Mississippi Gov Sets Special Session to Patch Current Budget

JACKSON, Miss. (AP) — Mississippi Gov. Phil Bryant is calling legislators into special session Tuesday to patch a hole in the budget before the fiscal year ends at midnight Thursday.

He's asking the House and Senate to give him permission to pull more money out of the state's $350 million rainy day fund.

Mississippi could be much as $75 million short in the $6 billion-plus budget, even after Bryant made two rounds of budget cuts and dipped into the rainy day fund earlier this year. State tax collections ran $206 million short of original estimates through May.

Bryant said in a news release Monday that the session will begin at 10 a.m. Tuesday.

"Disciplined and conservative spending by Republican leadership the last five legislative sessions has left the rainy day fund in the perfect position to fill the small deficit in the FY16 budget," Bryant said in the statement. "I would urge lawmakers to complete their work quickly, to keep taxpayers' costs as low as possible."

Only the governor can call a special session, and only he can set the agenda.
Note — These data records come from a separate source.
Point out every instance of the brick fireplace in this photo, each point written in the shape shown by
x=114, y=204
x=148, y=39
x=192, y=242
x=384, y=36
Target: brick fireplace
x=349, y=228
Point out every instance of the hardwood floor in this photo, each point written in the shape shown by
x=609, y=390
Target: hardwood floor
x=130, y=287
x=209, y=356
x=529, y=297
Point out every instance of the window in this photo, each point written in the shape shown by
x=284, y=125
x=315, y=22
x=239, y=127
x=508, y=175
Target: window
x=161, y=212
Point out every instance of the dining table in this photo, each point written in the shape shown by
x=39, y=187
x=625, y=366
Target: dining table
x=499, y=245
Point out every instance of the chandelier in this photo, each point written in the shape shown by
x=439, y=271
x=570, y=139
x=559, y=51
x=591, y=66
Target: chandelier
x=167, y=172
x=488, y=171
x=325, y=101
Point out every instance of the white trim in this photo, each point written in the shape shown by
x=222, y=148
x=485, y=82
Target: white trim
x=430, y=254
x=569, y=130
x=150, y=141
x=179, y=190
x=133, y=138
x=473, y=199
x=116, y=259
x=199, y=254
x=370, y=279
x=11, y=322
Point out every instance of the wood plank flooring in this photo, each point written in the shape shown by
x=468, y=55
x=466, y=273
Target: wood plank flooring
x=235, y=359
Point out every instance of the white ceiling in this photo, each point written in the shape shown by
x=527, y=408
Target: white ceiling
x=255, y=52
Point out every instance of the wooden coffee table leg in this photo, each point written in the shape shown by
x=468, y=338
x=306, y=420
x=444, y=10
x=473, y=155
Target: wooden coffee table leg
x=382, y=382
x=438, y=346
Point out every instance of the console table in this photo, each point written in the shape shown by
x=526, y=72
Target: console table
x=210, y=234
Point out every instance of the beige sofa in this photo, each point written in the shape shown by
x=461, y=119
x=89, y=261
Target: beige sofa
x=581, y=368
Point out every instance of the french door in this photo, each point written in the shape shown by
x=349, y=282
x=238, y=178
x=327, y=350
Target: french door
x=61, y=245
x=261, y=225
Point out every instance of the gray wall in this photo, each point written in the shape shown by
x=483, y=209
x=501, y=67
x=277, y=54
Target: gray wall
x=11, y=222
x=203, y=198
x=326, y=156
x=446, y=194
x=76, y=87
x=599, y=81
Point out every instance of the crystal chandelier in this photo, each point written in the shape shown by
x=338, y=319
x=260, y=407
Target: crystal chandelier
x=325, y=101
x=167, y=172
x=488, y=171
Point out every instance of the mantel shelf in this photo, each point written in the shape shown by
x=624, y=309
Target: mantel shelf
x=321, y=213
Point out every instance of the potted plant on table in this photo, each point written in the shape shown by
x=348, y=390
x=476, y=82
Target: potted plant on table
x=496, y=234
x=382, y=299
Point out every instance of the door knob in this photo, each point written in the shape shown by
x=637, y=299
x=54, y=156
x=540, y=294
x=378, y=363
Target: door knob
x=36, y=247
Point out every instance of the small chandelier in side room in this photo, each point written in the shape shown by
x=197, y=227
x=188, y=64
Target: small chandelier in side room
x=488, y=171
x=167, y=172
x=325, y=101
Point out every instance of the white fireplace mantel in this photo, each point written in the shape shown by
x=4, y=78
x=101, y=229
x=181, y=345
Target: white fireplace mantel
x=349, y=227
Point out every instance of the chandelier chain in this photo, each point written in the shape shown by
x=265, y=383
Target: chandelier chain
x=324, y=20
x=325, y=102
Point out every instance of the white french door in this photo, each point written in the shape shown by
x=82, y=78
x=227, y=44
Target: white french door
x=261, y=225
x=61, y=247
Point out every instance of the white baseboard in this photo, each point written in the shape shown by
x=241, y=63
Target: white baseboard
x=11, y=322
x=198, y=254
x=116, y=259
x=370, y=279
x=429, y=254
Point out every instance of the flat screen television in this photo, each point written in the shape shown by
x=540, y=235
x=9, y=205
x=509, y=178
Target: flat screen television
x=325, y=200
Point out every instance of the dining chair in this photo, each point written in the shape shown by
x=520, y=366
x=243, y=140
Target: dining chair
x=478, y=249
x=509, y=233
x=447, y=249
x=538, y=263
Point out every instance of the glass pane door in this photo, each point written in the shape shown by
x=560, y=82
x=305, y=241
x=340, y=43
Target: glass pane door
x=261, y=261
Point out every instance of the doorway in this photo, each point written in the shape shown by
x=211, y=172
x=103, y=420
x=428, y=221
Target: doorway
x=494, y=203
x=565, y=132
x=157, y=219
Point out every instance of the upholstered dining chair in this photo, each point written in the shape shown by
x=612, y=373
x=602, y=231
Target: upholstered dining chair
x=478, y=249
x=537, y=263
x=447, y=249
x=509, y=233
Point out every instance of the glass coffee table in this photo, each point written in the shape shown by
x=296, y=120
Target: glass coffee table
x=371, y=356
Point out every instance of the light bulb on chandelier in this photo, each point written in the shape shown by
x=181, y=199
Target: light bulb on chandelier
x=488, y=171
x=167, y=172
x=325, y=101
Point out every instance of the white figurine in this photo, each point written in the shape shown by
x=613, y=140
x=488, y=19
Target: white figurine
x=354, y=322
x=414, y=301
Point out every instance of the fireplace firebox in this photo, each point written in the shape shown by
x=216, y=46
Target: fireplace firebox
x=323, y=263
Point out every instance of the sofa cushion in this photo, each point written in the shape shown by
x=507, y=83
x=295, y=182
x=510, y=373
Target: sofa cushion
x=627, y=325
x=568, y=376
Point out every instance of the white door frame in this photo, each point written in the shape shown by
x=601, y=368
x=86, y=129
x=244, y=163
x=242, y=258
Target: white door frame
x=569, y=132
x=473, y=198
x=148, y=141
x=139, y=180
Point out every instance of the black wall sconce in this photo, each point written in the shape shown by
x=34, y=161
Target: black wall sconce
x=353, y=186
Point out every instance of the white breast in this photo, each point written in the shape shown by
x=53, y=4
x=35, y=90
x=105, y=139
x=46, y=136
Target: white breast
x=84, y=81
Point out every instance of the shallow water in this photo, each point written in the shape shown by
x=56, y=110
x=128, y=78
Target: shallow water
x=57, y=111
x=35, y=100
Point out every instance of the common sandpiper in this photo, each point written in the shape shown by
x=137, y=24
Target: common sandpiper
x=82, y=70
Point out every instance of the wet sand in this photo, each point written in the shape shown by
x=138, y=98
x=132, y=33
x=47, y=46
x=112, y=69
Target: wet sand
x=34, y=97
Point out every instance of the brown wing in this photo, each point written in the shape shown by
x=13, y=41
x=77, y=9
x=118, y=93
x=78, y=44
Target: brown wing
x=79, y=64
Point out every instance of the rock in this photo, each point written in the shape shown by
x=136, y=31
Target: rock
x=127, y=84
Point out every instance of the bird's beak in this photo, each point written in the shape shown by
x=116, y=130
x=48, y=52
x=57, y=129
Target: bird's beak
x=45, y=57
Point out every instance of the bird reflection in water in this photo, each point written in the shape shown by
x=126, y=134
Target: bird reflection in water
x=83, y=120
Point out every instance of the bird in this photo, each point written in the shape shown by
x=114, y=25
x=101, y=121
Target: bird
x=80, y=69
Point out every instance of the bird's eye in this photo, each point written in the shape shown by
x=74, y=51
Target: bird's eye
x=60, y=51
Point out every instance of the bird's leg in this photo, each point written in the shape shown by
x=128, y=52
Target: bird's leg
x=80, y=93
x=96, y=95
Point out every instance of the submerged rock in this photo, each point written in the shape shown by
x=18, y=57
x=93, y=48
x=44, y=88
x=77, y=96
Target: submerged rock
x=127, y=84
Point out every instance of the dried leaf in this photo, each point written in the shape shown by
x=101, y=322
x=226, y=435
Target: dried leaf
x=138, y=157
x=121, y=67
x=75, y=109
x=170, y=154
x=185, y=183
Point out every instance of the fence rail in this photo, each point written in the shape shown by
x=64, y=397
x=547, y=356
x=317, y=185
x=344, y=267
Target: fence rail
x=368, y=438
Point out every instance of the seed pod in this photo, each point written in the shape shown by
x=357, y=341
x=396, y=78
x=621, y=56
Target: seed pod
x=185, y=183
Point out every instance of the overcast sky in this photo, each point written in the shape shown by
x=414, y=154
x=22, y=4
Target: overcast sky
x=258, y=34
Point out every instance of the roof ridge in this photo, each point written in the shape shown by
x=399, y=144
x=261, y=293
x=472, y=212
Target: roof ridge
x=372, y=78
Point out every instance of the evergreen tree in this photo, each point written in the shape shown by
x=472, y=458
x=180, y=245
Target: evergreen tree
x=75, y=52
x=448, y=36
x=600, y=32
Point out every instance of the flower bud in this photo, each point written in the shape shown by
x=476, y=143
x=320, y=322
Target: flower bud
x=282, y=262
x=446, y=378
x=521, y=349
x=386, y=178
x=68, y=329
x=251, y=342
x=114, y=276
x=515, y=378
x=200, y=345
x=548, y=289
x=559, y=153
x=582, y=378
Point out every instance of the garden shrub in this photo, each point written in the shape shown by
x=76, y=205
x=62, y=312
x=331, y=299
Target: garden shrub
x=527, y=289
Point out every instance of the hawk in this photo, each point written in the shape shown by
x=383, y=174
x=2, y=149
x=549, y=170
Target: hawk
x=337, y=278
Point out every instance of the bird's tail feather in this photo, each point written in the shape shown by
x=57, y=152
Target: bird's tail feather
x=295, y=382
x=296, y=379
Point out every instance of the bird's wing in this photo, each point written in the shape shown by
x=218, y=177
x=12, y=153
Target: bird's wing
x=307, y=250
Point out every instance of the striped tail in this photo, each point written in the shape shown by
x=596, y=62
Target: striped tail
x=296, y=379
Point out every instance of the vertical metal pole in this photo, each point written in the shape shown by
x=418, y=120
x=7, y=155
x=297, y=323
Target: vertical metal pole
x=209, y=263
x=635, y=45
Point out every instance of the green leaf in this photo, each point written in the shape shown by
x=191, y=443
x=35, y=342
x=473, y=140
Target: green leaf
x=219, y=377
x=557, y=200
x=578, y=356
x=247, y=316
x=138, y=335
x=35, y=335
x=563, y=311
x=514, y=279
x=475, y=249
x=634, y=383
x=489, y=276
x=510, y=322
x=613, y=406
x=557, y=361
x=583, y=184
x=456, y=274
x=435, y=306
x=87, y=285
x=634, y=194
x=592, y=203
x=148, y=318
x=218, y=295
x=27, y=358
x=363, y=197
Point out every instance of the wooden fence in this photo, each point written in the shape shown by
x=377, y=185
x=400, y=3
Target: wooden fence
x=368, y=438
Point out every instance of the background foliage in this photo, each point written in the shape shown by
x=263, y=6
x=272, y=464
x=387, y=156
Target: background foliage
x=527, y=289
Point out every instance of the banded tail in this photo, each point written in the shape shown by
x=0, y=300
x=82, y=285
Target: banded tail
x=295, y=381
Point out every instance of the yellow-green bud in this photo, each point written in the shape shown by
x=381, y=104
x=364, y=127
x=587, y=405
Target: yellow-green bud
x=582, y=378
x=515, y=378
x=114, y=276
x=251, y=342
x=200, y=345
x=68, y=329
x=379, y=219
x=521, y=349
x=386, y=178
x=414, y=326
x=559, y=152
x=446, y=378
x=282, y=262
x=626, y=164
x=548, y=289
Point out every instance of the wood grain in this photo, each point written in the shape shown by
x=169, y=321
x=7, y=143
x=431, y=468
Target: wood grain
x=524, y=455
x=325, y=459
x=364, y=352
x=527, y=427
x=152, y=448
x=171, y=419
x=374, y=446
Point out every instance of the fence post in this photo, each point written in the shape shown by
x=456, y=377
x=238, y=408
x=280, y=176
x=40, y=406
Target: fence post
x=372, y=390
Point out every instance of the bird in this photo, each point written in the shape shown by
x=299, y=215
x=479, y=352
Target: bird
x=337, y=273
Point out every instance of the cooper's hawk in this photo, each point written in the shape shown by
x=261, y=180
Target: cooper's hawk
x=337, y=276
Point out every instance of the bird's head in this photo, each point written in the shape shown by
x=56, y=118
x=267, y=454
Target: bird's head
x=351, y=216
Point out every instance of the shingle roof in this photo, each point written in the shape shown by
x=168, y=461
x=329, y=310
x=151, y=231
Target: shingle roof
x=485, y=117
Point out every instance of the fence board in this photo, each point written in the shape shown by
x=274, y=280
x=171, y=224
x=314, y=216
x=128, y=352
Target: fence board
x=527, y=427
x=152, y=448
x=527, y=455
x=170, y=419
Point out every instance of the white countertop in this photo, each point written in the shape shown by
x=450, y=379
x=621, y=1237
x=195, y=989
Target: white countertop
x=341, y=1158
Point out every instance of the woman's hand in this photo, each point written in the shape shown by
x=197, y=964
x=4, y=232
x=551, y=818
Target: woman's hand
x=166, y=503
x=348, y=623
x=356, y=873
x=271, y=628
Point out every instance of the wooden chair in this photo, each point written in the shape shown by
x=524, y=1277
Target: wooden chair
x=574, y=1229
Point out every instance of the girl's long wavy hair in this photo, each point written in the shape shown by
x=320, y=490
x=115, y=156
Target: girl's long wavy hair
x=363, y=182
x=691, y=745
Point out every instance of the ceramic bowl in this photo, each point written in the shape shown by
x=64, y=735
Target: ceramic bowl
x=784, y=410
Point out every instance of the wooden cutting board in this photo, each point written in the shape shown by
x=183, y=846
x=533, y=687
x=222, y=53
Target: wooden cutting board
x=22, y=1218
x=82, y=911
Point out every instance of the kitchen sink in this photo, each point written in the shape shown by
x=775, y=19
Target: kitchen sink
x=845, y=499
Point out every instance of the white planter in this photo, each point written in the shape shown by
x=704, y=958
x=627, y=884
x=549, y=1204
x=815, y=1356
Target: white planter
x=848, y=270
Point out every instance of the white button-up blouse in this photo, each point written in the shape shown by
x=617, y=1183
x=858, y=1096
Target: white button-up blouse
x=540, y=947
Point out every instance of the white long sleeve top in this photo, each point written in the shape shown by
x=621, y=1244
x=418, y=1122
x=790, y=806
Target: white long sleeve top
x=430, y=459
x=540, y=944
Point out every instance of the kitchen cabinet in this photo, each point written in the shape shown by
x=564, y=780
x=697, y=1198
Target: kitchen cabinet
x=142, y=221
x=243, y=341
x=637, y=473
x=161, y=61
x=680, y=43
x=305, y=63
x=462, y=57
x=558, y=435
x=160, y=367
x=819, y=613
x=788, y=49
Bryant is not asking lawmakers to consider any changes in the 2017 budget, which takes effect Friday.

Funding for most state agencies is being cut in the 2017 budget, and many agency directors have expressed concerns about a move to sweep special funds into the general state fund.

Special funds are generally fees collected for specific purposes, such as leases paid to the secretary of state's office for public tidelands. Republican legislative leaders, including senators who came up with the plan, have said putting the special funds into general state spending will provide more transparency in how public money is spent. But several agency leaders, including some Republicans elected statewide, have said the change will cause confusion and could put some programs at risk.

House Democratic Leader David Baria of Bay St. Louis said Monday that Bryant is hurting the state by not letting legislators reconsider the 2017 spending plan.

"He's going to continue to whistle past the graveyard on next year's budget and not address the Senate bill that's got everybody so confused," Baria told The Associated Press.

In January, Bryant cut $39.8 million in spending and took $35.2 million from the rainy day fund so it could be spent. In April, he cut $25 million in spending and took $10 million out of the rainy day fund.